W. Lee Howell is the Executive Director of the Villars Institute, where he is empowering young people to address global challenges and enact change in their local communities. Prior to his role at the Villars Institute, Lee spent more than a decade producing the World Economic Forum’s influential Annual Meeting in Davos, Switzerland, and was a Member of the Managing Board.
As Head of Global Programming at WEF, Lee was responsible for the design and development of the Forum’s flagship annual meeting in Davos, Switzerland; the annual meeting of New Champions in China (“Summer Davos”); and Summit on the Global Agenda in the United Arab Emirates. He was also Editor-in-chief of the Global Risks Report in 2012 and 2013. He also served as the WEF Senior Director for Asia from 2004 to 2009 and was responsible for business and government engagement in ASEAN, China, India, Japan, Korea and Pakistan. Lee returned to the Forum in 2004 after serving as Senior Advisor to the Assistant Administrator of the United States Agency for International Development (USAID).

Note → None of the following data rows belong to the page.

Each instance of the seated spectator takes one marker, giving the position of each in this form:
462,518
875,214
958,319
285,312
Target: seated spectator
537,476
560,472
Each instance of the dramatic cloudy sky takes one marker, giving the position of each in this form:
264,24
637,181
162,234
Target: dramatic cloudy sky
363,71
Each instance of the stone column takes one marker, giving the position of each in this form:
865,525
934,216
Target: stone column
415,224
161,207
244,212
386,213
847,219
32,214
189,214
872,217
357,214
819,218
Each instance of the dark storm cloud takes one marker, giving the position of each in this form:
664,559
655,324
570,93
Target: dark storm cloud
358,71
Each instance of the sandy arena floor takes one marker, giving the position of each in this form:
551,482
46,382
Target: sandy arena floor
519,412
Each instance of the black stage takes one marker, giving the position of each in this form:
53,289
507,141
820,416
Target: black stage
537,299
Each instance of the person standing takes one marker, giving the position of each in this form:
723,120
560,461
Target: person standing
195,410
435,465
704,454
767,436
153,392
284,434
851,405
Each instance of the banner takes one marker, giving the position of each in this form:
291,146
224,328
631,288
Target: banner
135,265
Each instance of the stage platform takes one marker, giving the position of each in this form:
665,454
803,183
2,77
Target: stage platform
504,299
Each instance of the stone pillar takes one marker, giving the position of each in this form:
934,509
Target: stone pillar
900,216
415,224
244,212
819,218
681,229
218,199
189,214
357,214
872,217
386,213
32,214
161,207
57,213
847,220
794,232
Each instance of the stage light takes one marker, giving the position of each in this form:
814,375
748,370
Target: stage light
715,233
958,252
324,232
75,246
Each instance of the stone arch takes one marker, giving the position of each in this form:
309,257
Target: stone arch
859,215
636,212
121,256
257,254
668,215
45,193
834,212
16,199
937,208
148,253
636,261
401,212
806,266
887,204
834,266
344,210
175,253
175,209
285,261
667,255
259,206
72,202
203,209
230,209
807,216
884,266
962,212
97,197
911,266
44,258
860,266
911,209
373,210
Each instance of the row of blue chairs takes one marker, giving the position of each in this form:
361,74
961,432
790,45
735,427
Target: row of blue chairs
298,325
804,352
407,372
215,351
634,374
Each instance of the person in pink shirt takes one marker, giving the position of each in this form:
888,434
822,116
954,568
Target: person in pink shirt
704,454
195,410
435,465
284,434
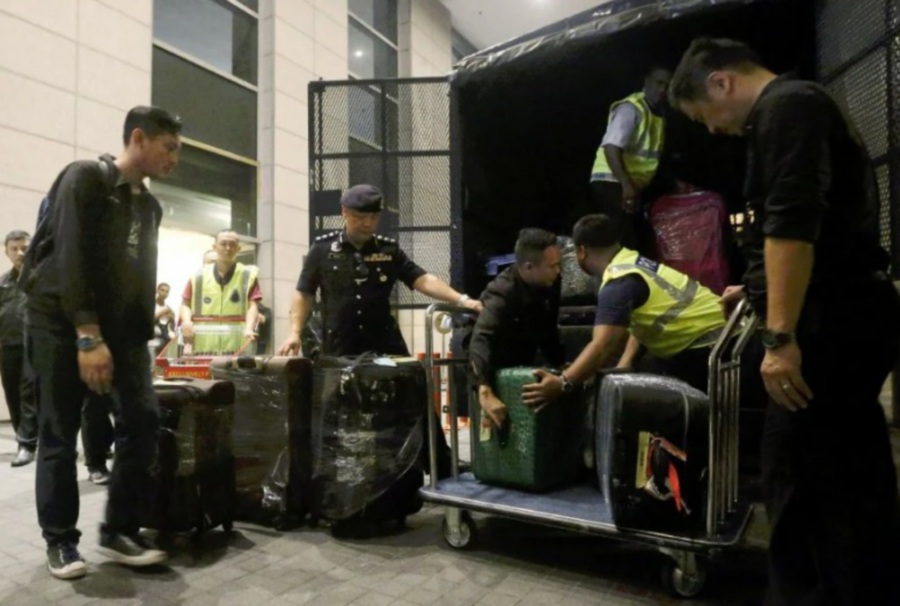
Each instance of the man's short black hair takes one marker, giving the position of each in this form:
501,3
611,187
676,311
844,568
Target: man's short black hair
16,234
531,244
154,121
595,232
704,56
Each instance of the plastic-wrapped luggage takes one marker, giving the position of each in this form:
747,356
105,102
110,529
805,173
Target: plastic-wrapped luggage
367,434
272,423
535,451
652,452
690,237
194,486
578,288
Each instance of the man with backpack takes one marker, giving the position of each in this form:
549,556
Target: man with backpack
90,277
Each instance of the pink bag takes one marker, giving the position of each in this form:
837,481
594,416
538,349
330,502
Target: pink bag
689,236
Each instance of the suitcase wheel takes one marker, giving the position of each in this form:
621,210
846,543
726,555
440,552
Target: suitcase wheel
461,535
682,583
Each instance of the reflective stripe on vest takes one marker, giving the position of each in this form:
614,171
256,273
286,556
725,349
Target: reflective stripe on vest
679,313
642,155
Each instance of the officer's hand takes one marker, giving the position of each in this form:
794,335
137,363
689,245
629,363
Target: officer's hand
290,347
730,299
538,395
493,408
474,304
781,375
187,331
96,369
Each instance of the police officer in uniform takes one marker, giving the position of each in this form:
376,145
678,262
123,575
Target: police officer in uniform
355,270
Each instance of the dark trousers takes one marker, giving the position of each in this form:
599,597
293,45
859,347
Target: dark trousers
62,395
18,387
828,475
97,433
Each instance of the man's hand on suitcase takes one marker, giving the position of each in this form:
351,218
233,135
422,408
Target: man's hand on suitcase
781,373
492,407
538,395
96,369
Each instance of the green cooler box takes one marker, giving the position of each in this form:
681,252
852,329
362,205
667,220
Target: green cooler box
536,451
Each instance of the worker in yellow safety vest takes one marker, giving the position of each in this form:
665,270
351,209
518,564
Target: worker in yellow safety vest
629,154
223,288
671,315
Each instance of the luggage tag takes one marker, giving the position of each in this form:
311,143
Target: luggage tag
383,361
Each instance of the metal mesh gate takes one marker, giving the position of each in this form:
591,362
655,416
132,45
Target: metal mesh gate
858,60
395,135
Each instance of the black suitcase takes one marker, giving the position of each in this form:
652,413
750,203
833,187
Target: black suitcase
652,451
271,424
193,488
367,433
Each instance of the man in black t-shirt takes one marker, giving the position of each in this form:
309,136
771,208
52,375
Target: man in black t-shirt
816,275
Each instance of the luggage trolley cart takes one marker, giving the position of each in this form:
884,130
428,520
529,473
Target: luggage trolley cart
583,508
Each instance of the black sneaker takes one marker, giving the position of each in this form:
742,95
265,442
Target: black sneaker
64,561
99,476
131,550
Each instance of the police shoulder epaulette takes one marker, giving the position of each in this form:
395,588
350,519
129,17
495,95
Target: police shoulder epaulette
327,236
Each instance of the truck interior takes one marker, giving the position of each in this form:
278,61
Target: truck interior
530,115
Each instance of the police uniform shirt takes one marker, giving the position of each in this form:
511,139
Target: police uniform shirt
356,286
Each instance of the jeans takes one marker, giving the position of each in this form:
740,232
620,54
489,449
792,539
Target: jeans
97,433
62,394
18,386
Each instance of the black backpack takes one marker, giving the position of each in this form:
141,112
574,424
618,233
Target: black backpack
42,242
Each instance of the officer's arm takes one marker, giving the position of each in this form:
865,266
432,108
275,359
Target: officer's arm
606,341
436,288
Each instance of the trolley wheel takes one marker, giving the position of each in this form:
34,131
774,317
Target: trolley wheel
465,536
681,583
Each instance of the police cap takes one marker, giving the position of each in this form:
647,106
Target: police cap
362,198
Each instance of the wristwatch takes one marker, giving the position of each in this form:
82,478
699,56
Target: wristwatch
568,386
88,342
774,340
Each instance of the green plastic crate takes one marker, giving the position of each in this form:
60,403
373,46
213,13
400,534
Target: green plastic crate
539,451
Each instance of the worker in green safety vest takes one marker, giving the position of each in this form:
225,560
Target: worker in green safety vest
629,154
223,289
671,315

Lee began his career in international affairs more than twenty years ago as a Fellow at the Center for Strategic and International Studies (CSIS) in Washington, DC, where he worked closely with its co-founder Dr. David Abshire from 1993 to 1996. He then served as Deputy Director of the Japan Society in New York from 1996 to 1999 and went on to work for Dr. Sadako Ogata, the United Nation High Commissioner for Refugees (UNHCR), launching an initiative focusing on economic activities to promote the repatriation and reintegration of refugees to communities scarred by ethnic violence in Rwanda and Bosnia-Herzegovina.

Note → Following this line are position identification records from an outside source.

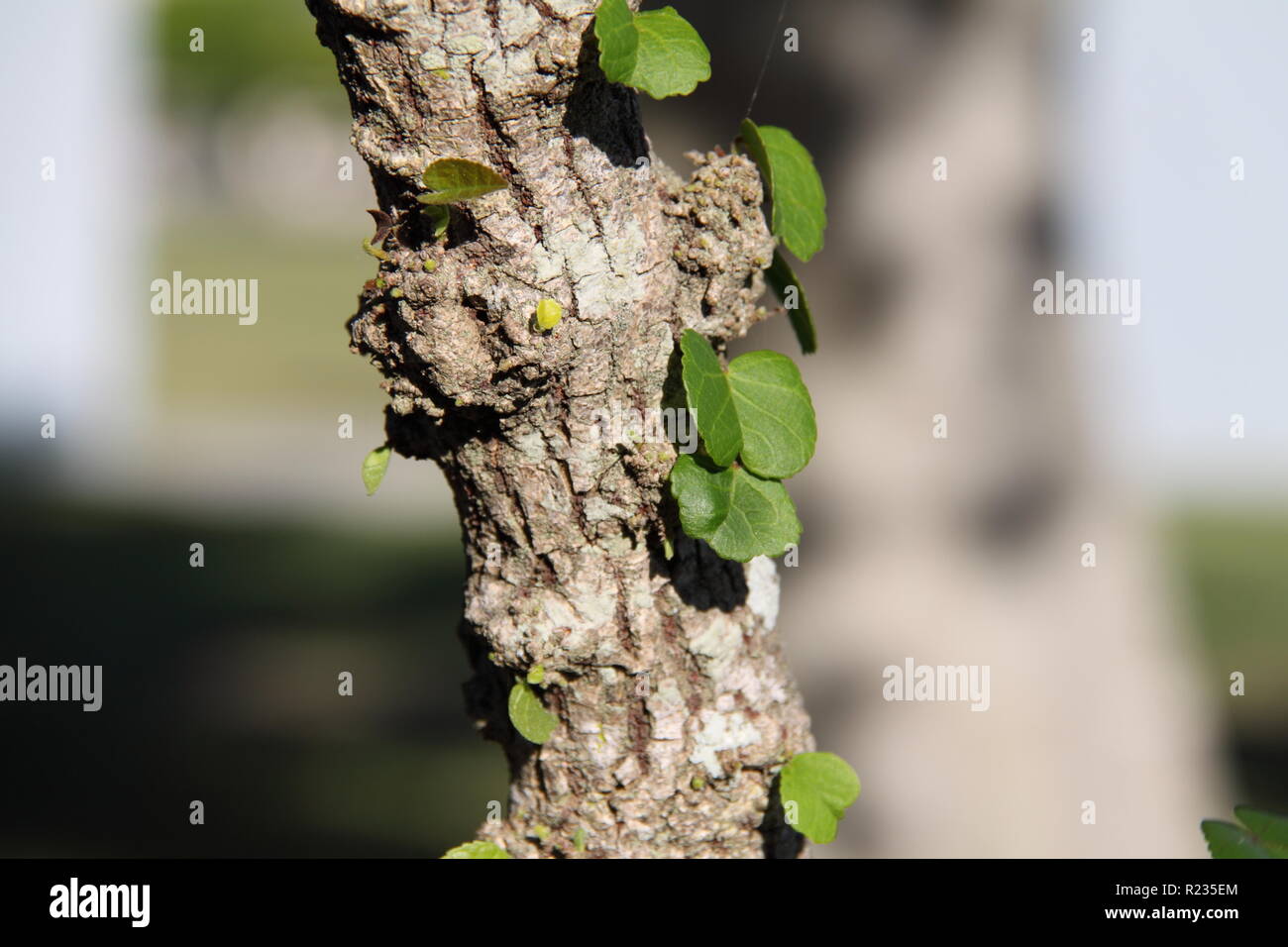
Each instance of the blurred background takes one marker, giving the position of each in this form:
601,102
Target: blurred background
134,157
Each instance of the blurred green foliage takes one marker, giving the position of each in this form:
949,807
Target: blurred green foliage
219,684
250,47
297,351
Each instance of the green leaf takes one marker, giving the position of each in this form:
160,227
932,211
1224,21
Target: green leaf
709,398
1228,840
1270,828
374,467
737,513
656,52
478,849
760,408
527,714
820,787
795,188
774,411
456,179
791,294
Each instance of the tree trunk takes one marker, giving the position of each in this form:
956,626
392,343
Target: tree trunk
674,703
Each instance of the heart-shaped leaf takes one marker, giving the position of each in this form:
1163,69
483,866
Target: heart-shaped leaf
737,513
760,408
815,789
709,398
656,52
774,411
795,188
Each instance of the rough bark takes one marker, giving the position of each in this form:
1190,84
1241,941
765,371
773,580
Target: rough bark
674,703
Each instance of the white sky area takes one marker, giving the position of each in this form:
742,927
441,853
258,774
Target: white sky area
1147,127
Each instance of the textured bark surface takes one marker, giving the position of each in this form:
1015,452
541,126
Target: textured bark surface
674,703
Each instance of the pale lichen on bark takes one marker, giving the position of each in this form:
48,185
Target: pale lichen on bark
674,703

In addition to being a member of the Board of Trustees at EAT, Lee is a member of the Board of Governors of the Pacific Forum/CSIS in Honolulu, Hawaii, and the Editorial Board of Global Asia in Seoul, South Korea. He is also affiliated with the International Center for Corporate Governance at the University of St. Gallen in Switzerland where he completed his PhD. His doctoral dissertation was on the topic of uncontrollable risks and the role of the Board of Directors. He is also alumnus of the University of Maryland, Delaware Law School, and the Washington College of Law. Although an American citizen, Lee spent his childhood in Japan and is a member of the US-Japan Council. He is married to a Swiss national and they have two young boys.